1 November
Dear, Diary. Kamu tahu sekarang tanggal berapa? Hahaha…. Maaf, aku agak konyol hari ini. Tentu saja kamu tahu karena sudah kutuliskan di atas. Yang ingin kutanyakan sebenarnya bukan itu. Tapi, apa kamu tahu, apa yang membuatku sedikit bahagia hari ini? Jelas kamu belum tahu itu. Baiklah, akan kuceritakan.
Tadi di kantor, aku dan teman-teman diberi kabar oleh Mas Doni, ketua kelompok kami, bahwa acara bulan depan di lapangan Renon sudah mendapat ijin langsung dari Gubernur Bali. Wah, akhirnya usaha kami selama lima bulan terakhir membuahkan hasil.
Beberapa hari yang lalu sempat berhembus isu sang gubernur tidak akan lagi memberi ijin kepada kami. Pasalnya, pada acara serupa dua tahun yang lalu, terjadi keributan antara beberapa tamu undangan dan sekelompok kecil masyarakat lokal. Awalnya dalam hati aku menyalahkan kelompok kecil itu. Mereka dengan kasarnya berusaha membubarkan kelompok kami dan merusak beberapa properti acara. Mereka bilang, kami tak layak muncul dihadapan mereka. Dan, mereka bilang lagi, orang-orang seperti kami hanya mengotori dan mencoreng reputasi tanah mereka. Beruntung, sekumpulan polisi beserta pecalang (polisi adat – pen) segera datang dan membubarkan kelompok kecil tak tahu aturan itu.

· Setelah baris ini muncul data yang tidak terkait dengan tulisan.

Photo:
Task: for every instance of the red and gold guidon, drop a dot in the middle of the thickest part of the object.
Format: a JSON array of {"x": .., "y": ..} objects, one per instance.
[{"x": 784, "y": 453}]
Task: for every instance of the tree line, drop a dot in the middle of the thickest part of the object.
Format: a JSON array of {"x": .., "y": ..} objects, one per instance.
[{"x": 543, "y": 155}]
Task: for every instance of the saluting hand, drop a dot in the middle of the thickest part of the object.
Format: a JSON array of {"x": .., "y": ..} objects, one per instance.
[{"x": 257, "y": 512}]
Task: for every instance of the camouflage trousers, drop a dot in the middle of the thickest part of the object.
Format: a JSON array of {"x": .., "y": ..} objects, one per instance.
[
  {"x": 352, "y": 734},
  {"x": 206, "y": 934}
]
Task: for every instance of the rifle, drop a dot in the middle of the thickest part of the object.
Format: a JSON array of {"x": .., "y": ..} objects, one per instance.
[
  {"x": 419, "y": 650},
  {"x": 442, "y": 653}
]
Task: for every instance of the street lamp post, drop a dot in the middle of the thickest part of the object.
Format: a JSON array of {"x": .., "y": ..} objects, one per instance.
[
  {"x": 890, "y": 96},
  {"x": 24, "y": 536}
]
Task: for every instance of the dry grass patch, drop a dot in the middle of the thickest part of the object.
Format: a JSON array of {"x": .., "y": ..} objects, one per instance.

Namun, seiring berjalannya waktu, aku menarik keputusanku untuk menyalahkan mereka. Bagiku, mereka adalah sekumpulan manusia yang tidak tahu apa-apa dan belum terjamah pengetahuan mengenai kelompok kami. Jadi, kami tidak akan menuntut mereka karena perusakan itu.
13 November
Ada kejadian mengejutkan di kantor kali ini, D. Mas Doni tiba-tiba saja – tanpa memberitahukan kepada semua orang di kantor – membawa sekelompok orang-orang yang dua tahun lalu merusak acara kami. Oh, God! Walaupun aku bilang aku tidak akan menyalahkan mereka, tapi tetap saja, masih ada secuil kemarahan di sini, di hatiku.
Kami berkumpul di ruang pertemuan. Well, lebih tepatnya, kami lesehan di halaman belakang rumah kontrakan yang sudah bertahun-tahun kami jadikan kantor. Kami duduk dengan membuat lingkaran besar. Aku memilih duduk di sebelah mas Doni yang kali ini akan memberi penyuluhan bagi orang-orang itu. Tadinya Mas Doni menyuruhku karena memang tugasku di kelompok ini adalah memberi penyuluhan. Namun, kukatakan “Tidak!” dengan lantang di hadapan Mas Doni. Emosiku belum stabil jika harus berhadapan dengan orang-orang itu. Jadilah mas Doni yang turun tangan kali ini.
Aku duduk, sementara tunanganku itu berbicara di depan forum. Ehm, aku selalu mengagumi caranya berbicara di depan banyak orang seperti sekarang ini. Jujur saja, itu yang membuatku pertama kali tertarik padanya. Kulepaskan pandanganku dari wujud Mas Doni. Kalau tidak, mungkin aku berharap jam kerja lekas berakhir agar aku dan dia bisa segera sampai di rumah. Jadi, kuedarkan pandanganku ke kelompok orang yang diundang Mas Doni. Beberapa dari mereka adalah pria-pria paruh baya yang nampaknya punya pengaruh besar di lingkungan tempat tinggal mereka. Aku bisa melihat jelas di mata mereka, semuanya seolah bicara, “Titahku bukan untuk diabaikan”. Aku mulai membenci mereka, lagi. Sedangkan beberapa lainnya adalah pemuda-pemuda yang kupikir nantinya mereka akan menjadi penerus para pria paruh baya itu. Mata mereka sudah mulai belajar bagaimana harus bersikap: angkuh dan siap mencemooh kapanpun diperlukan.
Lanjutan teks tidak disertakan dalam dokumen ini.